The world’s smallest nation came into existence on February 11, 1929, when Italian dictator Benito Mussolini and the Holy See signed the Lateran Treaty. The state has about 600 residents, the majority of which live abroad. Citizenship is only granted to “the Cardinals resident in the Vatican City State or in Rome, the Holy See’s diplomats and the people who reside in Vatican City State by reason of their office or service,” which includes members of the Swiss Guard who have been responsible for protecting the pope since 1506.
The economy of Vatican City is supported by the sale of postage stamps, souvenirs, fees for admissions into museums, and sales of publications. The state has its own telephone system, post office, astronomical observatory, radio station, newspaper, banking system and pharmacy. The Vatican City has embassies in numerous foreign nations and broadcasts their radio station around the world in 40 different languages.

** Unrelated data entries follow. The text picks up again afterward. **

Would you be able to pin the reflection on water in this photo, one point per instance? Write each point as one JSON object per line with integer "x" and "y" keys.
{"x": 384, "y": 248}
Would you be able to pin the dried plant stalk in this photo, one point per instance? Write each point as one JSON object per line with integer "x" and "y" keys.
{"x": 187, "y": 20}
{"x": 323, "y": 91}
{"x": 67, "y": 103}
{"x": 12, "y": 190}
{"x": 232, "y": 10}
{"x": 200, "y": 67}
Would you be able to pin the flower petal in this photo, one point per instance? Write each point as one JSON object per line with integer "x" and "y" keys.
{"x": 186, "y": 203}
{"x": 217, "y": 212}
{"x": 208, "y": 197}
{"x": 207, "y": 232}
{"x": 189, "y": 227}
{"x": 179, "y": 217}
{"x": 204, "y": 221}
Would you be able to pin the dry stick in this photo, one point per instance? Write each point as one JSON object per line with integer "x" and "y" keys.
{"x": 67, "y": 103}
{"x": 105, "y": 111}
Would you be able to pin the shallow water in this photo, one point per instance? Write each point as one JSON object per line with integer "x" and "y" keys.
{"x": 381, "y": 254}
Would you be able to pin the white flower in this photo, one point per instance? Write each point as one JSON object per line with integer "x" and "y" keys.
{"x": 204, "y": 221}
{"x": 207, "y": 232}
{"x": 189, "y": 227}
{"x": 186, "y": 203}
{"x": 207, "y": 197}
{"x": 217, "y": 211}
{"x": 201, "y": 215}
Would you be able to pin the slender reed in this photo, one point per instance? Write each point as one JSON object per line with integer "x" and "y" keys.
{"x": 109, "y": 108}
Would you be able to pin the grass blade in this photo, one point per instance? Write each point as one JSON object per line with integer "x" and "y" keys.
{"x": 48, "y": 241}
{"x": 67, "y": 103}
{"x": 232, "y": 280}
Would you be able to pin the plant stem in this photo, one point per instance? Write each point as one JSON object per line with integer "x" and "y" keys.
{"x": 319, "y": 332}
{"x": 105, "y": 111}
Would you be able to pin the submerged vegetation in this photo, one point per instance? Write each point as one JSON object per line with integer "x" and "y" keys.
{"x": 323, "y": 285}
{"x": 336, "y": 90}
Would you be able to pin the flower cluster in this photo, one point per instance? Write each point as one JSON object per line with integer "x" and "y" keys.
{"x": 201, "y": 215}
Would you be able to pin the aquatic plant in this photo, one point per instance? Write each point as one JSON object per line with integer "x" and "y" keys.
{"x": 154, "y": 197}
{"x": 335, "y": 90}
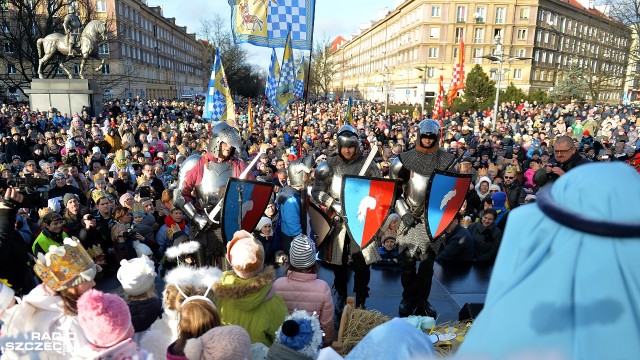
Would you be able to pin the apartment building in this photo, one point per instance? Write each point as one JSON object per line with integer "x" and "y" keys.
{"x": 401, "y": 55}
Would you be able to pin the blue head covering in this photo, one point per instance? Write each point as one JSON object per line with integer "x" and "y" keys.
{"x": 561, "y": 283}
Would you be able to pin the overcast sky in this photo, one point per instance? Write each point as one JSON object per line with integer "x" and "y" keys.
{"x": 333, "y": 18}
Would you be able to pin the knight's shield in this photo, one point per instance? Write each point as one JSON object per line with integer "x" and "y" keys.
{"x": 320, "y": 226}
{"x": 244, "y": 203}
{"x": 446, "y": 193}
{"x": 366, "y": 202}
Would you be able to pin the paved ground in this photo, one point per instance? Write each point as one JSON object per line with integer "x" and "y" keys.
{"x": 450, "y": 290}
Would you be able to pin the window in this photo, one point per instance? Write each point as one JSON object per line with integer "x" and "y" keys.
{"x": 480, "y": 15}
{"x": 101, "y": 6}
{"x": 500, "y": 12}
{"x": 434, "y": 33}
{"x": 477, "y": 56}
{"x": 517, "y": 74}
{"x": 522, "y": 34}
{"x": 461, "y": 14}
{"x": 478, "y": 36}
{"x": 459, "y": 35}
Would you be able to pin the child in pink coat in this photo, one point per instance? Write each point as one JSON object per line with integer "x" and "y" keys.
{"x": 302, "y": 290}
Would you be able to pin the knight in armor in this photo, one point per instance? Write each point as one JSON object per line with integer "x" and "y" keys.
{"x": 202, "y": 182}
{"x": 414, "y": 168}
{"x": 341, "y": 249}
{"x": 292, "y": 201}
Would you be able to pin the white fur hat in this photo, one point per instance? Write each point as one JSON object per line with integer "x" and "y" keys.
{"x": 137, "y": 275}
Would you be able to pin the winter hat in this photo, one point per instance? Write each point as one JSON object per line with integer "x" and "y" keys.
{"x": 300, "y": 332}
{"x": 263, "y": 221}
{"x": 137, "y": 275}
{"x": 69, "y": 196}
{"x": 302, "y": 254}
{"x": 229, "y": 342}
{"x": 104, "y": 318}
{"x": 6, "y": 295}
{"x": 245, "y": 254}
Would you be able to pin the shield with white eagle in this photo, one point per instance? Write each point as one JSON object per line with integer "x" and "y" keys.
{"x": 446, "y": 193}
{"x": 366, "y": 202}
{"x": 244, "y": 204}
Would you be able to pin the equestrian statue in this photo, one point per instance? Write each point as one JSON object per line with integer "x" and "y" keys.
{"x": 93, "y": 34}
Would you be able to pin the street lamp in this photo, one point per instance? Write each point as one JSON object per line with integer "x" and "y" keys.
{"x": 424, "y": 83}
{"x": 500, "y": 57}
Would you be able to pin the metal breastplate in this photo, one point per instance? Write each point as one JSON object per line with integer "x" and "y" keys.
{"x": 211, "y": 188}
{"x": 416, "y": 192}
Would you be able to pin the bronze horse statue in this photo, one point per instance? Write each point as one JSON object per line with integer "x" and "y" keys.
{"x": 92, "y": 36}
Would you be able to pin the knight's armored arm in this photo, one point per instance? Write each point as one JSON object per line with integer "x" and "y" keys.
{"x": 323, "y": 178}
{"x": 399, "y": 172}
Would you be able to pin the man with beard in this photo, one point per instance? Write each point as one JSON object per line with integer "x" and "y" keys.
{"x": 342, "y": 250}
{"x": 201, "y": 181}
{"x": 414, "y": 168}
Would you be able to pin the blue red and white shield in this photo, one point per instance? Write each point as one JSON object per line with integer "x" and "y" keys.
{"x": 254, "y": 197}
{"x": 447, "y": 191}
{"x": 366, "y": 202}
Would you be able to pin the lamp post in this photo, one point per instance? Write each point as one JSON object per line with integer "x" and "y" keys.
{"x": 500, "y": 57}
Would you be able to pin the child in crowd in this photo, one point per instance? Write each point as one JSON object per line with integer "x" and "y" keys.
{"x": 137, "y": 277}
{"x": 302, "y": 290}
{"x": 106, "y": 323}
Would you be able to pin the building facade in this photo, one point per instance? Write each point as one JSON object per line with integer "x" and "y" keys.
{"x": 148, "y": 55}
{"x": 402, "y": 55}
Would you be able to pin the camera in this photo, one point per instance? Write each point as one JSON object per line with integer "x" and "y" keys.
{"x": 129, "y": 234}
{"x": 34, "y": 191}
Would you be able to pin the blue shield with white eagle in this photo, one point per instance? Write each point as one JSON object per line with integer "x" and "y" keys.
{"x": 244, "y": 203}
{"x": 366, "y": 202}
{"x": 446, "y": 193}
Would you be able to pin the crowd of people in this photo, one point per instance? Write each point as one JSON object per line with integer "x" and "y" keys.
{"x": 122, "y": 201}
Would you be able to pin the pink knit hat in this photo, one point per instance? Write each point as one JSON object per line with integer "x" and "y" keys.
{"x": 104, "y": 318}
{"x": 229, "y": 342}
{"x": 245, "y": 254}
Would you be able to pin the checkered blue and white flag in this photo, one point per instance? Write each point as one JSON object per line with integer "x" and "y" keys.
{"x": 266, "y": 22}
{"x": 218, "y": 105}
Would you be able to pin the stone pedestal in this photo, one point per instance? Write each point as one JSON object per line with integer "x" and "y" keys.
{"x": 66, "y": 95}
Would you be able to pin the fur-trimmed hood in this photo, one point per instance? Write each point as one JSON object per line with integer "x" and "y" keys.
{"x": 246, "y": 293}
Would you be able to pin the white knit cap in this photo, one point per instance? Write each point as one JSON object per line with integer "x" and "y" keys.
{"x": 302, "y": 254}
{"x": 137, "y": 275}
{"x": 263, "y": 221}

The entire nation was deemed a UNESCO World Heritage Site in 1984 and features some of the world’s most famous paintings and sculptures. There are many religious and cultural sites within the city, including St. Peter’s Basilica, the Sistine Chapel and the Vatican Museums. St. Peter’s Basilica, a spectacular church lined with golden trims, marble tiles and important sculptures, was built in the fourth century over the tomb of St. Peter the Apostle, then rebuilt in the 16th century. The Basilica is the second largest religious building of Christendom, after the Yamoussoukro Basilica in Ivory Coast. The Sistine Chapel, located in the Apostolic Palace, features the world-renowned Last Judgement ceiling fresco by Michaelangelo. In the Apostolic Palace also contains the Vatican Apostolic Library, which holds about 150,000 manuscripts and 1.6 million printed books from the pre-Christian and early Christian eras.

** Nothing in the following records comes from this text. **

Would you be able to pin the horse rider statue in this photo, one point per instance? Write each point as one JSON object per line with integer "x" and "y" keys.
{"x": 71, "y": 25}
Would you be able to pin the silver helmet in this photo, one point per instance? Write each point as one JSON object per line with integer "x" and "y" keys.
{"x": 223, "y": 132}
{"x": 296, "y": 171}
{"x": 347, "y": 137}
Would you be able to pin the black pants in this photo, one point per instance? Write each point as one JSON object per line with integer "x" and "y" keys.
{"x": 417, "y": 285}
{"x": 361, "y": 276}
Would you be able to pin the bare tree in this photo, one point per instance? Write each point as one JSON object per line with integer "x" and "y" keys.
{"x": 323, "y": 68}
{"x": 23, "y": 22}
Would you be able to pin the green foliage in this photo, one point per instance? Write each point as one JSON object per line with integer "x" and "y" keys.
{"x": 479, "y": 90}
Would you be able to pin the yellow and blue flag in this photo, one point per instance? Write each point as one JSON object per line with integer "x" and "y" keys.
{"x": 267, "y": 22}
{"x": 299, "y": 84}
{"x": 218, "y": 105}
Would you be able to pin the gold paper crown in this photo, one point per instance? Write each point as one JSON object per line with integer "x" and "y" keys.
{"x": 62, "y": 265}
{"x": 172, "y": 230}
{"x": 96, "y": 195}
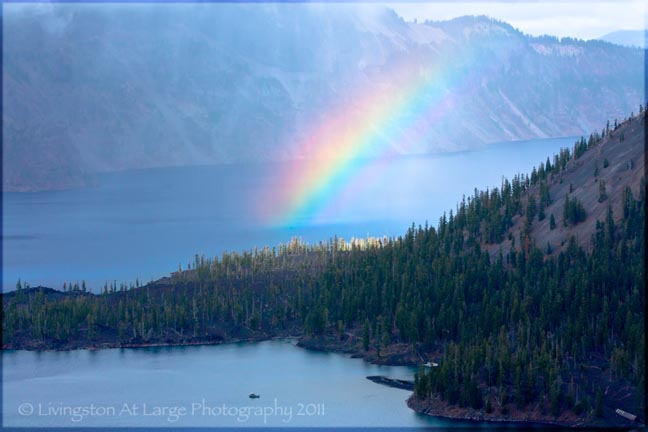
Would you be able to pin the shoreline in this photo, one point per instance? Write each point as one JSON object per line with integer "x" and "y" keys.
{"x": 393, "y": 356}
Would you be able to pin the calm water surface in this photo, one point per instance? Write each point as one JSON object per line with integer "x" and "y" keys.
{"x": 143, "y": 224}
{"x": 205, "y": 385}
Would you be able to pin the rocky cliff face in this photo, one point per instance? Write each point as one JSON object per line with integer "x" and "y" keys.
{"x": 91, "y": 88}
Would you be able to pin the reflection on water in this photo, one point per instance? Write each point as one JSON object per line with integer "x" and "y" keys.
{"x": 143, "y": 224}
{"x": 330, "y": 389}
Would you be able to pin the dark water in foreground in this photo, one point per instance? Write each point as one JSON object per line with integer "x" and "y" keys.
{"x": 142, "y": 224}
{"x": 202, "y": 386}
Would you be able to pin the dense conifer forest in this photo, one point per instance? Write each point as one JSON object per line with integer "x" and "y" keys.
{"x": 541, "y": 327}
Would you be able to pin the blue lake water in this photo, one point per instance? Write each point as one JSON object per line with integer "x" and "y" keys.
{"x": 143, "y": 224}
{"x": 202, "y": 386}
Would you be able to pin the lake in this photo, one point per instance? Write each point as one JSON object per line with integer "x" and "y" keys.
{"x": 202, "y": 386}
{"x": 144, "y": 224}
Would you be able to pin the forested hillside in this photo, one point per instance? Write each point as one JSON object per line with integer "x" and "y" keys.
{"x": 92, "y": 88}
{"x": 524, "y": 323}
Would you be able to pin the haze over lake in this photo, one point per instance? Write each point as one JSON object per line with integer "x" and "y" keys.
{"x": 212, "y": 383}
{"x": 143, "y": 224}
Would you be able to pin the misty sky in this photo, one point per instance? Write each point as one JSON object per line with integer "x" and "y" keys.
{"x": 581, "y": 19}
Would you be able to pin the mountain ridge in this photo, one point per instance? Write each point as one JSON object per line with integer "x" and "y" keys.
{"x": 88, "y": 90}
{"x": 521, "y": 335}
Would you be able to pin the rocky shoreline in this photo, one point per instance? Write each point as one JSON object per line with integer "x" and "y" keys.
{"x": 392, "y": 355}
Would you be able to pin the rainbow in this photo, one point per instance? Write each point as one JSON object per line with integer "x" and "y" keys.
{"x": 357, "y": 137}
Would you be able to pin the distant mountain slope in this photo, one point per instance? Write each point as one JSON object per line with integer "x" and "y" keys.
{"x": 630, "y": 38}
{"x": 618, "y": 161}
{"x": 528, "y": 335}
{"x": 91, "y": 88}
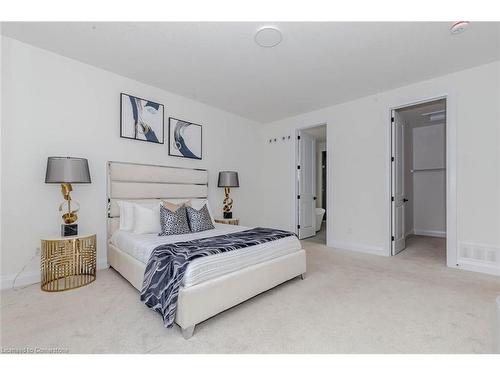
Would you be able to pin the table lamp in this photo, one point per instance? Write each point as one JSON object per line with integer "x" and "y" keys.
{"x": 67, "y": 171}
{"x": 227, "y": 180}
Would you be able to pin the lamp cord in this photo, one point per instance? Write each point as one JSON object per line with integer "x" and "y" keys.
{"x": 20, "y": 272}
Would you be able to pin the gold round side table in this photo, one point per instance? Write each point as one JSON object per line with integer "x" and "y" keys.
{"x": 67, "y": 262}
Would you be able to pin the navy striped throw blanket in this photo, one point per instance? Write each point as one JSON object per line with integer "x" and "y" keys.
{"x": 168, "y": 264}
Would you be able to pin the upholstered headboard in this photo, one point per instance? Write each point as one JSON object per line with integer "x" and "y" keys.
{"x": 150, "y": 183}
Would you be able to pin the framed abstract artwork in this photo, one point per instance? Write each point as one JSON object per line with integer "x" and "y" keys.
{"x": 141, "y": 119}
{"x": 185, "y": 139}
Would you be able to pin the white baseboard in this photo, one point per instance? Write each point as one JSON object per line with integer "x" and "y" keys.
{"x": 478, "y": 267}
{"x": 430, "y": 233}
{"x": 33, "y": 277}
{"x": 358, "y": 247}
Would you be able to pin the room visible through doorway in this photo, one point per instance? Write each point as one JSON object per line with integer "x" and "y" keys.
{"x": 418, "y": 180}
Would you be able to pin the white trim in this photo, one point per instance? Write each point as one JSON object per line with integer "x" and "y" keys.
{"x": 367, "y": 249}
{"x": 470, "y": 265}
{"x": 295, "y": 160}
{"x": 430, "y": 233}
{"x": 451, "y": 172}
{"x": 33, "y": 277}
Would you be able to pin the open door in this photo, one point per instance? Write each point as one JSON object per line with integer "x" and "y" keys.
{"x": 306, "y": 198}
{"x": 398, "y": 198}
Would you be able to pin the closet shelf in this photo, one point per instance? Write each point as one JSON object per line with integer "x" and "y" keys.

At the centre of St. Peter’s Square stands a 41 metre-high obelisk. The obelisk is made of a single piece of 350-ton red granite and was taken from Heliopolis, Egypt by the Roman Emperor Caligula in 1586. The obelisk was created for an Egyptian pharaoh more than 3,000 years ago in 37 AD. The whole of Vatican City is a truly, one-of-a-kind phenomenon operated by a single religious group that has created their own self-sustaining nation.